Consider this article as a brain dump. One day it will be refined...
"Software is not building. It's not construction. It's design. And design is like exploring a space of possibilities and what all the possibilities are, and you don't know how long it's going to take. It's like science. You don't know how long it's going to be until you find your solution. So, software projects are very, very different to schedule, because there are so many unknowns."
Joel Spolsky
It is rare that a lucid understanding of the domain is known prior to writing your first line of code. Indeed, this was the objective of the waterfall method: learn everything you can about what the end-user will need before writing any code and hope that those requirements will not change. This assumes that even the end-user fully understands the domain. But this is rarely true. It can be guaranteed that upon delivery the user will discover something that can be improved or the domain may even have changed in which case the whole enterprise has been a waste. Ideally, we would like to build only that which is currently required as we grow our understanding of the domain and the users in that domain (for it might be the case that users located elsewhere but working in the same domain may have vastly different usage patterns).
For this reason, development must always proceed cautiously with every step offering users the chance to be observed using the product as well as give feedback. Given that the nature of software development is discrete (data models are discretised descriptions of entities; features are countable improvements; runtimes involve non-overlapping instances of execution etc.) it is open to combinatorial explosion. This is what makes writing great software very hard because careful expensive attention must be devoted to ensuring that very precise entities function seamlessly with as few chances for unintended consequences as possible. Every new feature increases the possible interactions with other components. Good design attempts to minimise the emergence of such heterogeneity. Once a good fit has been discovered (yes, these have to be discovered) incremental improvements can proceed far more rapidly and every instance of a bug is an opportunity for refinement. In fact, my experience has been that whenever I have taken the time to be exacting about refining my code fixing bugs is easy because the understandability of the code is usually good and the fix leads to far better code than before.
Also consider:
This idea of incremental delivery implies that software development must be exploratory: we are looking for the correct representation of the domain and the transactions it admits. This is the essence of the hack: it's dirty. In most cases, the hack is so ad hoc that it can only be used by the creator. Unfortunately, in a lot of cases (particularly in fields where data analysis is part and parcel of the job such as scientific research) the code never leaves this stage even though it is presented as complete. Without proceeding to the refactor step the work persists as a juvenile babble, incoherently articulating ideas it is half prepared to do. This is why adapting such code is usually a fools errand unlikely to amount to much. The refactor attempts to elicit the implicit data models that need to be made explicit while highlighting the main transactions that are performed between these data models. It pays to have this clear in the mind of all participants.

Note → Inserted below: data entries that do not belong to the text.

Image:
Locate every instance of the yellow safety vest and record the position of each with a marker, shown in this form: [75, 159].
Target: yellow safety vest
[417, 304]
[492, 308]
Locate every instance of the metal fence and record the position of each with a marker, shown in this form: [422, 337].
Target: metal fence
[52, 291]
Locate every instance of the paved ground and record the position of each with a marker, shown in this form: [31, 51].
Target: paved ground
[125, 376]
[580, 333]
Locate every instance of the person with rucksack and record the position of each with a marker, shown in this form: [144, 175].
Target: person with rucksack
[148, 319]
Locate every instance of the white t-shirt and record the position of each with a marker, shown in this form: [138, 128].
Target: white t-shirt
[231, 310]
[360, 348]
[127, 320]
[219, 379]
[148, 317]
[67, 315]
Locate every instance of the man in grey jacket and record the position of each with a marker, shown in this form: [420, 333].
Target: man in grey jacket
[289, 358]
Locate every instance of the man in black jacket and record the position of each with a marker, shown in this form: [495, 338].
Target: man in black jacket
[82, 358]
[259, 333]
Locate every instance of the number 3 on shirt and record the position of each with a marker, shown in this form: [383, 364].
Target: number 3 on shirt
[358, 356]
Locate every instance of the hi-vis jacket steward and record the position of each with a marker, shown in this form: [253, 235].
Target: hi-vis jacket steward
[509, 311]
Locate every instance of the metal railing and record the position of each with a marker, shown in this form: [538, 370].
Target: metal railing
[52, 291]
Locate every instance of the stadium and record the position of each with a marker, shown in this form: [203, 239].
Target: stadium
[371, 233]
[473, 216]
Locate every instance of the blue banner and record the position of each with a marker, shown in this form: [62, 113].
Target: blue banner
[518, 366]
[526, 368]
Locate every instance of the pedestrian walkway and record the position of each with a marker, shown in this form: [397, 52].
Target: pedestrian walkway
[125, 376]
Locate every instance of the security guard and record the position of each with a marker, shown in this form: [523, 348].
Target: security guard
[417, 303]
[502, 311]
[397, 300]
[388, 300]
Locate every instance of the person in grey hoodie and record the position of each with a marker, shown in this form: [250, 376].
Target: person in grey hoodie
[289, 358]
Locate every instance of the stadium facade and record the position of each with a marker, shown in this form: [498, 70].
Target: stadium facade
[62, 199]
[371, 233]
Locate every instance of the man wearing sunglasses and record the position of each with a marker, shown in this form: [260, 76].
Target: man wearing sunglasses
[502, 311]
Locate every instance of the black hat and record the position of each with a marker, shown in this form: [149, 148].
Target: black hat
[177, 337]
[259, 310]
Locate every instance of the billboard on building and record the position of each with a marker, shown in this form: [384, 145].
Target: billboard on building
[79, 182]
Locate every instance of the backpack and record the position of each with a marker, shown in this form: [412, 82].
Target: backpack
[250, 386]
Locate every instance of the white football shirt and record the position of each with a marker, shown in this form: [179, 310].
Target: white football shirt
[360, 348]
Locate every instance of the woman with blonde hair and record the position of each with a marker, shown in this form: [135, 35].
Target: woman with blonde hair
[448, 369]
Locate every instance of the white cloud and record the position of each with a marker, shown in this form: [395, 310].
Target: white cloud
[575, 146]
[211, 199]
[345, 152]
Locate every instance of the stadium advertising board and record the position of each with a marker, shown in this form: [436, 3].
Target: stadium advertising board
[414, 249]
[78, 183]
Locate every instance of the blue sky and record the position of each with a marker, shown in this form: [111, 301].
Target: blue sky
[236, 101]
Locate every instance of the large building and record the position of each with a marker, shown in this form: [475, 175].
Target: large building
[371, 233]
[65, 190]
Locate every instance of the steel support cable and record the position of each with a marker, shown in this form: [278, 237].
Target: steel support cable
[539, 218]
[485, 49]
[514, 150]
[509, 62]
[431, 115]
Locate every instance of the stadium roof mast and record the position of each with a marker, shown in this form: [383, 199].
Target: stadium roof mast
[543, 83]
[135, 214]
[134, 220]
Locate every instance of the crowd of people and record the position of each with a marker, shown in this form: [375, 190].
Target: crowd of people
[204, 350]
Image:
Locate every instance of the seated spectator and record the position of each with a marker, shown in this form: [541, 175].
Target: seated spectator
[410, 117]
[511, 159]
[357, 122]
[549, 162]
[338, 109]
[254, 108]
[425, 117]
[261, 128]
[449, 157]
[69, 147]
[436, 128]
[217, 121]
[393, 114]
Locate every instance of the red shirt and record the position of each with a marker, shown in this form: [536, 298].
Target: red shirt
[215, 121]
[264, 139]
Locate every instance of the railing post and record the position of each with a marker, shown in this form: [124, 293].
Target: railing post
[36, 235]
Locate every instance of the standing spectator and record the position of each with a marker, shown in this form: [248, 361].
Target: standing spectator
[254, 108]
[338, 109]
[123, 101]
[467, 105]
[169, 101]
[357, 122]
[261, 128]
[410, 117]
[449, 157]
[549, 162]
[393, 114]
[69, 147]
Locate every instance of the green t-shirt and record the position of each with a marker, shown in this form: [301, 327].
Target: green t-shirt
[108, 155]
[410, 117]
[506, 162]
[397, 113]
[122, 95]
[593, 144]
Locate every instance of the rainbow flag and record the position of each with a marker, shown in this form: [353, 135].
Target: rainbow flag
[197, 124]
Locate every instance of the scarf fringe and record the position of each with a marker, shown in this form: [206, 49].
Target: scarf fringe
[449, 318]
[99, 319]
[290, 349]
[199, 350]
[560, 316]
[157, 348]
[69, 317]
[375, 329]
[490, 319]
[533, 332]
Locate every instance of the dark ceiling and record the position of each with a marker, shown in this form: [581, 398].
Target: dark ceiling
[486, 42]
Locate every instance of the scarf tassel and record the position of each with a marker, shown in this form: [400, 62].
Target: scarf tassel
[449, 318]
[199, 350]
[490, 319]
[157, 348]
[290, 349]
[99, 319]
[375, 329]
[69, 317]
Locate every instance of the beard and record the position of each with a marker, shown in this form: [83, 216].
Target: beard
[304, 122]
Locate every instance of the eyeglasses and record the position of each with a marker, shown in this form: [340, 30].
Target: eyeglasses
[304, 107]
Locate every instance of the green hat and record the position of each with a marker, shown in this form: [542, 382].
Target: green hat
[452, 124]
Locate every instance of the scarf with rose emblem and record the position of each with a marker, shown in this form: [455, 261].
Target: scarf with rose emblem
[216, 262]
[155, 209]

Our perspective is naturally limited by our immediate terrain: the view from a valley is different to that from a summit. Even the highest summit only allows a view as far as the horizon. This is the principle at work with exploration: every iteration provides a foundation upon which to begin the next exploration.
If you are faithful to this task then you open yourself up to serendipity: unexpected pleasant surprises. The more you refactor your code towards domain faithfulness the more your code will automatically lend itself to the domain in ways you hadn't even anticipated. I experience this on a project I've been working on for a year. I discovered a way to use a feature that I had written without that application in mind. It was the best feeling in the world.